RBI Rules on Late Payment Fees: What Cardholders Should Know
The Reserve Bank of India has progressively tightened rules on credit card penalties. Here are the protections every cardholder should be aware of:
- 3-day grace period mandatory. No fee can be charged if payment is made within 3 days of the due date.
- Late fee on outstanding balance only. Banks cannot charge the fee on the full statement balance if you have made a partial payment.
- One-month change notice required. Banks must inform you at least 30 days in advance of any change in fee structure.
- No penal interest on penalties. Banks cannot charge interest on the late fee itself, only on the unpaid principal.
- Transparent disclosure. All fees must be listed in the MITC document in bold, minimum 12-point font, before card activation.
- Effective April 2026: Two-factor authentication is now mandatory for all digital card transactions, adding an extra layer of security for online payments and reducing fraud.
If your bank violates any of these, you have grounds to escalate to the RBI Banking Ombudsman, which is free and typically resolves complaints within 30 days.
What is the maximum late payment fee on a credit card in India?
As of 2026, the highest slab is ₹1,300 plus 18% GST, applied by SBI and Axis Bank for outstanding balances above ₹50,000. HDFC and ICICI cap their fees at ₹800. RBI has banned arbitrary or excessive penalties.
Will my CIBIL score drop if I pay 5 days late?
Probably not significantly, as long as you pay before the next billing cycle ends. Banks usually report delays only after 30 days. However, the late fee will still apply because you crossed the 3-day RBI grace period.

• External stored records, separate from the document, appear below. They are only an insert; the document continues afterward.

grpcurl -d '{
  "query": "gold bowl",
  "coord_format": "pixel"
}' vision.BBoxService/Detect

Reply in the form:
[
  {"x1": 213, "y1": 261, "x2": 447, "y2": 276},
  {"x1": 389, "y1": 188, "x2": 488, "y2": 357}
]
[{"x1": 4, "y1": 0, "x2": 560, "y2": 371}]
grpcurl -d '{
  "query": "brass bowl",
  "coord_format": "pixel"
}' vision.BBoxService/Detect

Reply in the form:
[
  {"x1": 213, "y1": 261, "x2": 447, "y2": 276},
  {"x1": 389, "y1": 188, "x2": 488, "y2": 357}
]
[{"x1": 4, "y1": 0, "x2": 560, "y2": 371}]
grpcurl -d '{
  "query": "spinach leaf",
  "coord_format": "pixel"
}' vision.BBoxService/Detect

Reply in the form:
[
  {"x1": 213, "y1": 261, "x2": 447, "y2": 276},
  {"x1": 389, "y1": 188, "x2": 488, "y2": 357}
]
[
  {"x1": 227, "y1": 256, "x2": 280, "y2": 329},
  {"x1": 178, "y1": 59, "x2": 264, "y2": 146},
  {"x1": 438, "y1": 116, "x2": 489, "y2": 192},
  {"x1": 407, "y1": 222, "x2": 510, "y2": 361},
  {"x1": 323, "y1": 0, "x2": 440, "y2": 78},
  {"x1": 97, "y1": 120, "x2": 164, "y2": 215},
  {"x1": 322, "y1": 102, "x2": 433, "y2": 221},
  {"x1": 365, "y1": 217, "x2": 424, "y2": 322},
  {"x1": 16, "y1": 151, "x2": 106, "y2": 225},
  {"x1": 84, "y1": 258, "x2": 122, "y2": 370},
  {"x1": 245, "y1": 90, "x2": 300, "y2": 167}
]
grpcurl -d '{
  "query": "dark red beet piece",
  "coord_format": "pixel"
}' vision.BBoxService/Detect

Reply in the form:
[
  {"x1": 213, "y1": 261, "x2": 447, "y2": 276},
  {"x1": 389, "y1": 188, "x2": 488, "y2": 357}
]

Can I get a late payment fee waived?
Yes, banks like HDFC, SBI, and ICICI commonly reverse one-time late fees for customers with 12+ months of clean payment history. Call customer care, pay the dues first, then politely request a goodwill reversal.
Is the late fee charged if I pay only the minimum due?
No. Paying at least the Minimum Amount Due before the due date avoids the late payment fee entirely. However, interest will still apply to the unpaid balance.
Does GST apply on late payment fees?
Yes. 18% GST is added on top of every late payment charge in India. A ₹950 fee becomes ₹1,121 after GST.
What happens if I do not pay my credit card bill at all?
After 30 days, the bank reports the default to CIBIL, dropping your score by 70 to 110 points. After 90 days, the account becomes a Non-Performing Asset (NPA) and recovery proceedings can begin. Late fees, interest, and over-limit charges compound monthly.
Are late payment fees the same across all credit cards from one bank?
Largely yes. Most banks apply the same slab structure across their entire credit card portfolio, although some premium cards may have small variations. Always check the MITC of your specific card.
The Bottom Line
Late payment fees are easily the most avoidable cost in personal finance. The penalty itself ranges from ₹100 to ₹1,300, but the real damage comes from lost grace period interest, GST stacking, and CIBIL score impact. A single missed payment on a ₹15,000 bill can cost you ₹1,600+ in the same month and tens of thousands in long-term loan rates if it hits your credit report.
Three actions protect you completely:
- Set up auto-debit for at least the Minimum Amount Due on every card you own.
- Pay 100% of the statement balance whenever possible.
- Pick a card whose penalty structure matches your habits.
If you carry larger balances or have missed payments before, choosing a card with a lower late fee cap (HDFC or ICICI) over a higher one (SBI or Axis) can save you thousands annually. Compare cards by fee structure on Great.cards before your next application.
Pay on time. Pay in full. The system rewards you for both.